Une honte, c’est aussi ce que pense Jonathan Ravat, chef d’études sociales à l’Institut Cardinal Margéot et détenteur d’un doctorat en anthropologie des religions. Face à ce faible taux de participation de femmes candidates, il s’interroge sur le regard que porte le citoyen sur celles-ci. “Est-ce qu’il y a des mécanismes, des structures qui sont mis en place pour donner un espace à ces femmes de faire de la politique?”, se demande-t-il. Comme Loga Virahsawmy, il jette la pierre sur le patriarcat et le phallocentrisme des sociétés modernes. “Je l’ai toujours dit, je suis un féministe. Et je suis triste et déçu de voir si peu de femmes s’engager dans la politique, pas parce qu’elles ne veulent pas mais parce qu’elles ne peuvent pas. Et pourtant, les femmes sont extraordinaires dans leur engagement. Mais malheureusement, plusieurs choses font que leur engagement s’arrête au seuil de la politique, et c’est dommage”, dit-il.

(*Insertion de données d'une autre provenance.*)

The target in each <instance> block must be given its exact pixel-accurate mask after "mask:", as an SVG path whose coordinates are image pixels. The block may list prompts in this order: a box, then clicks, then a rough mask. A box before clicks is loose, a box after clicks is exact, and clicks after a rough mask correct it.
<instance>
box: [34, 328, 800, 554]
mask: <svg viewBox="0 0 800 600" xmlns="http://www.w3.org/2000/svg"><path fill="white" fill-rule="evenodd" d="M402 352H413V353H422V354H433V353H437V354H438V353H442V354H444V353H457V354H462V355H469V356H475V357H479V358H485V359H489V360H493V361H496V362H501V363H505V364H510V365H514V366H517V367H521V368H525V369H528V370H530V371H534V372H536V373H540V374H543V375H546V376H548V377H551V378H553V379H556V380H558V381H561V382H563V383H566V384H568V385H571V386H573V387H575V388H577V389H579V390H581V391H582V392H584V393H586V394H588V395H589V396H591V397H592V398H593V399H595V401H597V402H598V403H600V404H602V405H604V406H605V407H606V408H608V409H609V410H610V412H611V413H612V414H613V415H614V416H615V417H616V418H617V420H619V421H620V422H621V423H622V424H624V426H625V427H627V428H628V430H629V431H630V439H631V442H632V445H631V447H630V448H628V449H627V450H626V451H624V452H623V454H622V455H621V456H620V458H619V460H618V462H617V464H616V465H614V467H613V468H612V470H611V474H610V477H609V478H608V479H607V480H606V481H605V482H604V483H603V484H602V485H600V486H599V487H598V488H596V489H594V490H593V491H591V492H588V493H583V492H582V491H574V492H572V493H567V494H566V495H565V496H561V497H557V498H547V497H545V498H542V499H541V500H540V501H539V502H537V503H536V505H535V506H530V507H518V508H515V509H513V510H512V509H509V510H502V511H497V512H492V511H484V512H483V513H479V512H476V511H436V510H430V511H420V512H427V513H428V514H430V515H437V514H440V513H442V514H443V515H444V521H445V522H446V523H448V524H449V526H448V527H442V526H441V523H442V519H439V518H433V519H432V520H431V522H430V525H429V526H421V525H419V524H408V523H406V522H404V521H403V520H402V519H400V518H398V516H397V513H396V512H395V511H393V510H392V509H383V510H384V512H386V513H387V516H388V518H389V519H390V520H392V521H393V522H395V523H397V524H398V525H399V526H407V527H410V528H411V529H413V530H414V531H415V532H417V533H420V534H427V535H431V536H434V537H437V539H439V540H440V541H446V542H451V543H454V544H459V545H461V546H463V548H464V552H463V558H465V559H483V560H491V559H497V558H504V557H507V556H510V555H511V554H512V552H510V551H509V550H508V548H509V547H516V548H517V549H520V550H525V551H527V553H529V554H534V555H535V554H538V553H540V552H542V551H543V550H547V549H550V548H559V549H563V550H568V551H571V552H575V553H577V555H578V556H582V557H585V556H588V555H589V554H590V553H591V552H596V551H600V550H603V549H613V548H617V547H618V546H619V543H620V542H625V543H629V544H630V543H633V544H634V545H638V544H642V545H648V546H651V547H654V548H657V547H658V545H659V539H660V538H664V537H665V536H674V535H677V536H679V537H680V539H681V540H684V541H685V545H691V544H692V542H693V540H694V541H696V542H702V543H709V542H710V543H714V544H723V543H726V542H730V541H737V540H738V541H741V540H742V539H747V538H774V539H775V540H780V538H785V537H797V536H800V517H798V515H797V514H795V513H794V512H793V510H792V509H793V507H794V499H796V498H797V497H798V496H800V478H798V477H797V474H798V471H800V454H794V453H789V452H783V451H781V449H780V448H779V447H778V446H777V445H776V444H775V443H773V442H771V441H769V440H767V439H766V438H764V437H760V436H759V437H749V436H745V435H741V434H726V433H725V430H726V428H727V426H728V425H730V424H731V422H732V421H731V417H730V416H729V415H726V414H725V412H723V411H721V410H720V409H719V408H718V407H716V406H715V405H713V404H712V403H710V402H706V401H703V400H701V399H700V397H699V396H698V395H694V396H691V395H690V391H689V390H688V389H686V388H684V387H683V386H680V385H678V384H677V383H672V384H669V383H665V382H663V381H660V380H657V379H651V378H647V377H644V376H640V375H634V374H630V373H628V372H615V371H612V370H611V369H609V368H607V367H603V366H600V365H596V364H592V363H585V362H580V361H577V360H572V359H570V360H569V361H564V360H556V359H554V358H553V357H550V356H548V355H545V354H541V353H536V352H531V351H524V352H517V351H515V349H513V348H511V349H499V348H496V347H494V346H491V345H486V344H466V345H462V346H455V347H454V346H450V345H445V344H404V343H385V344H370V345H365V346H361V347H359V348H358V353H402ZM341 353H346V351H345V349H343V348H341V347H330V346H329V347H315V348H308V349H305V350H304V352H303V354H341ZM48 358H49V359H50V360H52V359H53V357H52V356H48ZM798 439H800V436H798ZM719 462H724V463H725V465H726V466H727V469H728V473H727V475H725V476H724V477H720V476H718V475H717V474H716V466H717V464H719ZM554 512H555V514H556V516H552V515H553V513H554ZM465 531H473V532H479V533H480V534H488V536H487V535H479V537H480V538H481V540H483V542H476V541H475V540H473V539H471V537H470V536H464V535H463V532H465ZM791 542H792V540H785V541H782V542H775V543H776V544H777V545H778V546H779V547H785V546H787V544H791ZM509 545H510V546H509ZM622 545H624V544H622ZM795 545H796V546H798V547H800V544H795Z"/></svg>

En effet, selon Jonathan Ravat, il est navrant de voir que les femmes, encore aujourd’hui, ne puissent aller au-delà et pénétrer les sphères de la politique. “La domination masculine est un fait qui a traversé l’espace et le temps. Ce qui fait qu’elle a marqué la psyché humaine. Nous transportons, donc, avec nous ce prisme selon lequel l’homme doit tout le temps être dominant, et cela marque notre système”, explique-t-il. Un système social et politique où la femme peine à se trouver une place, tant l’homme en prend, et tant elle se fait petite. “Les femmes sont bloquées car, des fois, elles se bloquent elles-mêmes de peur de ne pas être à la hauteur et restent assises sur le banc de touche et regardent le match jouer. Ou sinon, elles restent enfermées dans leur rôle de mère ou d’épouse, ce qui peut être très positif car elles décident de s’occuper de leur famille, mais il y a aussi un bien supérieur où elles peuvent justement s’occuper de l’intérêt de la nation”, dit-il.

Jonathan Ravat remet en question les structures au niveau de la sécurité des femmes en politique. “Loin des clichés, cela est un fait que c’est plus difficile pour une femme d’aller à des réunions à des heures indues, etc. Par exemple, une femme enceinte qui fait de la politique, comment allons-nous réagir? Allons-nous nous moquer d’elle ou alors la saluer? Donc, à un moment donné, l’on devrait, nous aussi, nous poser la question: sommes-nous complices de ce système? Que faisons-nous pour le changer?”